The adsorption energy

To find out which of the alignment of CO2 on the surface is the most stable one we have to calculate the adsorption energy, \(E_{ads}\). This energy is a sum of two contributions: the interaction energy, \(E_{int}\), and the distortion energy, \(E_{dis}\).

\(E_{int}\) is obtained as \(E_{motif} − (E_{CO2/motif} + E_{MgO/motif})\). \(E_{motif}\) is the total energy of the whole structure, i.e. slab and CO2 as calculated in Section 2.2. \(E_{CO2|motif}\) is the total energy of the CO2 molecule with the geometry it has in the whole structure and \(E_{MgO/motif}\) is the total energy of the MgO slab with the geometry it has in the whole structure. This means we do not consider any deformation; we just want to know the pure interaction energy comprised of electrostatic, dipole, van der Waals interactions, etc.

dissemble each of your motifs:
1. Take the geometry of your motifs and remove the MgO slab
2. Perform a single point calculation* with the same settings on the CO2 molecule
3. Starting from the full motif structure again:
4. remove the CO2 molecule
5. Perform a single point calculation with the same settings on the MgO slab
6. Collect the respective Total Energies and calculate \(E_{int}\) as described above

Do this for motifs 1, 3, 4 ,6, and 7.

Motif \(E_{int}\) \(E_{motif}\) \(E_{CO2/motif}\) \(E_{MgO/motif}\)
1 -5.66 -19434.02743 -311.8223998 -19116.54521
3 -2.67 -19433.79258 -314.0428144 -19117.07485
4 -5.87 -19433.79316 -311.4370726 -19116.48764
6 -0.39 -19431.67584 -314.1733325 -19117.11274
7 -0.34 -19431.62351 -314.1731945 -19117.10762

You can see, purely based on interaction, motifs 1 and 4 have the most favorable interactions.
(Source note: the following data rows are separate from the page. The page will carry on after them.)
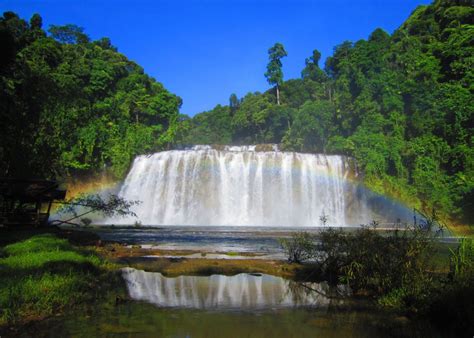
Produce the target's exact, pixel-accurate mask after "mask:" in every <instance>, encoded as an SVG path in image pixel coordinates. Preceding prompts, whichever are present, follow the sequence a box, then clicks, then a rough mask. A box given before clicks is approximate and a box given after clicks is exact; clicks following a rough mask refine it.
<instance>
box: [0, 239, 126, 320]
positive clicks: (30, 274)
mask: <svg viewBox="0 0 474 338" xmlns="http://www.w3.org/2000/svg"><path fill="white" fill-rule="evenodd" d="M9 235H11V237H12V238H14V239H18V238H19V237H25V238H24V239H22V240H20V241H17V242H15V243H12V244H8V245H5V246H3V247H2V248H1V258H0V309H1V310H0V327H4V328H5V327H6V326H18V325H20V324H22V323H25V322H28V321H30V320H37V319H42V318H45V317H48V316H53V315H58V314H61V313H63V312H65V311H67V310H70V309H76V308H77V307H80V306H83V305H84V306H85V305H87V304H90V303H93V302H95V301H97V300H103V299H104V297H105V296H106V295H107V294H108V293H109V292H110V290H117V286H120V285H121V282H120V278H119V277H118V276H117V274H116V273H115V272H113V268H114V266H113V265H111V264H110V263H108V262H107V261H105V260H103V259H101V258H99V257H98V256H97V255H95V254H93V253H92V252H90V251H87V250H85V249H82V248H79V247H77V246H74V245H72V244H71V243H70V242H69V241H68V240H67V239H62V238H59V236H61V235H64V233H60V232H58V233H44V234H36V235H31V233H29V232H23V233H21V232H20V233H18V232H17V233H13V234H9Z"/></svg>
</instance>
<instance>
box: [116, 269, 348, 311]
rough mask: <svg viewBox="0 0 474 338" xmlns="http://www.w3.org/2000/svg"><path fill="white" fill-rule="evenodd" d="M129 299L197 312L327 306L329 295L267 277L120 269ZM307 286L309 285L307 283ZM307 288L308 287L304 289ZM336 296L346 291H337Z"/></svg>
mask: <svg viewBox="0 0 474 338" xmlns="http://www.w3.org/2000/svg"><path fill="white" fill-rule="evenodd" d="M122 276H123V278H124V279H125V282H126V284H127V289H128V292H129V295H130V297H131V298H132V299H135V300H143V301H147V302H149V303H152V304H156V305H158V306H163V307H187V308H197V309H226V308H227V309H231V308H235V309H242V308H245V309H258V308H275V307H289V306H318V307H321V306H327V305H328V304H329V302H330V300H329V298H328V297H325V296H323V295H325V294H330V292H331V291H332V290H331V289H330V288H329V286H328V285H327V283H321V284H317V283H309V284H310V285H309V286H310V287H311V288H312V289H314V290H317V291H318V292H308V289H307V288H304V287H301V286H299V285H298V284H296V283H291V282H290V281H287V280H284V279H283V278H281V277H275V276H270V275H251V274H245V273H242V274H238V275H235V276H231V277H228V276H223V275H212V276H208V277H202V276H179V277H174V278H169V277H164V276H163V275H162V274H161V273H157V272H146V271H143V270H136V269H133V268H123V269H122ZM307 284H308V283H307ZM306 286H308V285H306ZM339 292H345V293H347V292H348V291H347V290H346V289H344V288H342V287H339Z"/></svg>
The distortion energy is obtained as \(E_{dis} = E_{MgO/dis} + E_{CO2/dis}\), where \(E_{MgO/dis}\) is the energy to distort the MgO surface from its geometry to that adopted after adsorption and \(E_{CO2/dis}\) is the energy to distort a molecule of CO2 from its geometry in the vacuum to that one adopted after adsorption. \(E_{MgO/dis}\) is \(E_{MgO/Motif}-E_{MgO/free}\) and \(E_{CO2/dis}\) is \(E_{CO2/motif} - E_{CO2/free}\), respectively.

to calculate \(E_{MgO/free}\) and \(E_{CO2/free}\) you need to dissemble your motifs again:
1. Take the geometry of your motifs and remove the MgO slab
2. Perform a geometry optimization* with the same settings on the CO2 molecule
3. Starting from the full motif structure again:
4. remove the CO2 molecule
5. Perform a geometry optimization with the same settings on the MgO slab
6. Collect the respective Total Energies and calculate \(E_{dis}\) as described above
Motif \(E_{dis}\) \(E_{MgO/Motif}\) \(E_{MgO/free}\) \(E_{CO2/motif}\) \(E_{CO2/free}\)
1 2.92 -19116.54521 -19117.11603 -311.8223998 -314.1738768
3 0.17 -19117.07485 -19117.11603 -314.0428144 -314.1738768
4 3.37 -19116.48764 -19117.11603 -311.4370726 -314.1738768
6 0.00 -19117.11274 -19117.11603 -314.1733325 -314.1738768
7 0.01 -19117.10762 -19117.11603 -314.1731945 -314.1738768

We can see that motifs 1 and 4 have the highest distortion.

Finally, we can calculate \(E_{ads}\) as sum of \(E_{int}\) and \(E_{dis}\):

Motif \(E_{ads}\) \(E_{int}\) \(E_{dis}\)
1 -2.74 -5.66 2.92
3 -2.50 -2.67 0.17
4 -2.50 -5.87 3.37
6 -0.39 -0.39 0.00
7 -0.33 -0.34 0.01

We can see that Motif 1 has the strongest adsorption energy despite having a very high distortion energy. The latter is outweighed due to the favorable interaction energy as this is the only alignment where all three atoms of the CO2 molecule are in perfect proximity to the atoms of the MgO surface.